For my whole life, I’ve been a feminist. The equality of men and women is something that is important to me because no one deserves to be treated differently based on something completely out of their control. That’s why I, Brad Williams, decided I needed to reach out to Third Spur to emphasize equality in the best way I know how: by writing a piece about how much better my ideas are for the feminist movement than the ideas of women.
So many people like to talk to me about how great it is that I support women. I’ve given quite a few speeches in my Social Advocacy and Ethical Life class about why male allies are the overlooked heroes of the feminist movement, and my essay in the Daily Gamecock was met with critical acclaim.
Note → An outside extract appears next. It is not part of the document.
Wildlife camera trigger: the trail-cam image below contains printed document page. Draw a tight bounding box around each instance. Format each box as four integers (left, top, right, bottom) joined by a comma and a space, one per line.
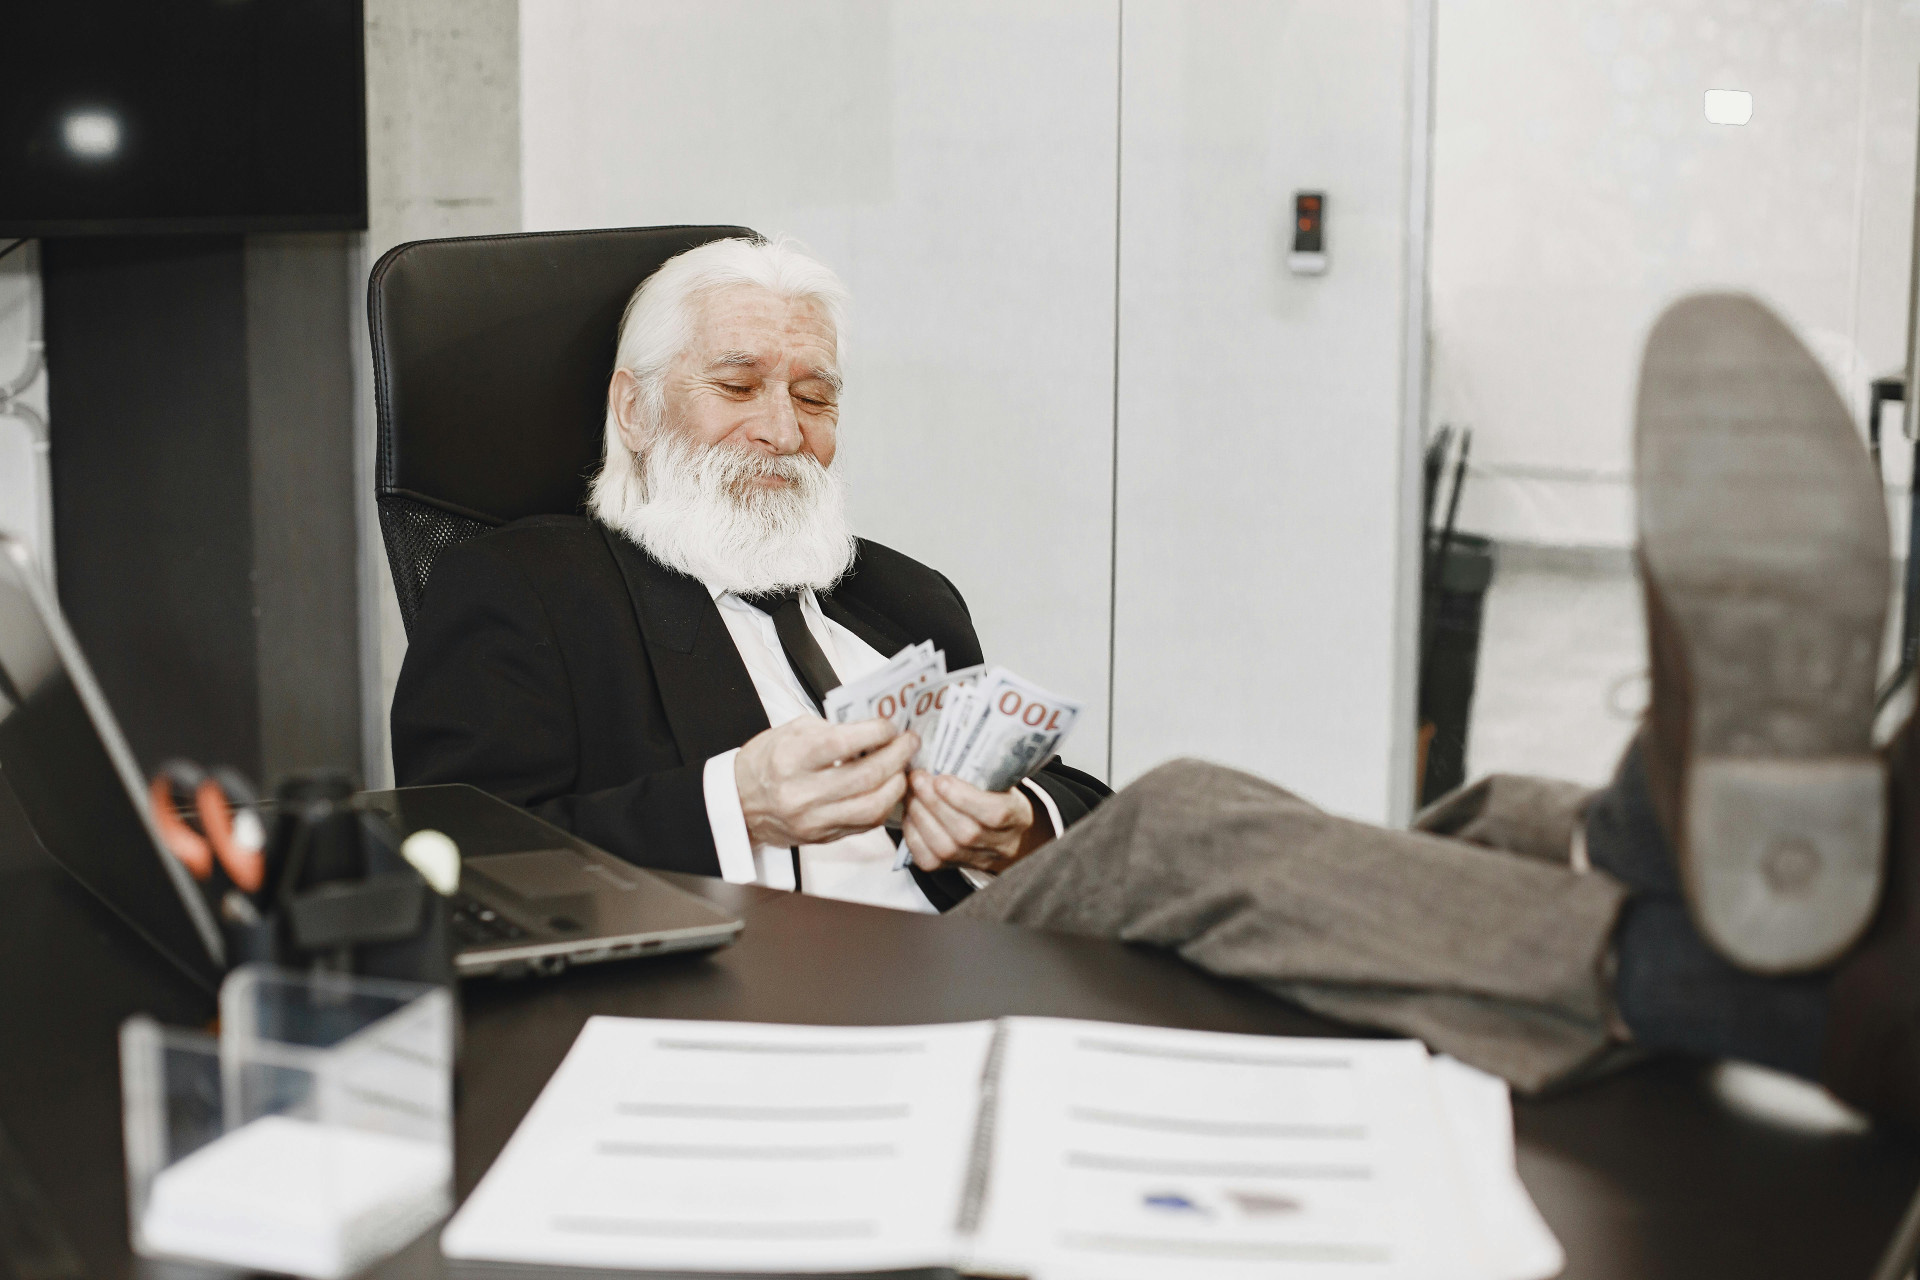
1428, 1056, 1565, 1280
440, 1016, 995, 1274
965, 1018, 1545, 1280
But I wanted to take this opportunity to pull back the curtain on what makes my advocacy so much better than everyone else’s.
For starters, my dad is a lawyer in Charleston, SC, and interning at his law firm taught me how bad women have it. It was eye-opening for me to see that feminism is about saying you’re a decent human being, so that Women and Gender Studies professors like what you have to say so you can get an A. After all, that Carolina Core requirement isn’t going to complete itself!
Point is, I get that it’s hard for women to navigate the world, so on behalf of men, I apologize for my entire gender (except for feminist men like myself) for not accepting your autonomy. I try to be better about that stuff; in fact, I’m so good at getting consent from women now that I don’t even have to ask anymore. I can just tell.
Being a male feminist means I have a unique perspective on gender issues that no other woman has. And that means I can keep providing fresh insight on the issues that, for some reason, a lot of women don’t really see as their primary concerns. Everyone’s personal brand of feminism is different, and mine acknowledges the unsung heroes of gender equality: men.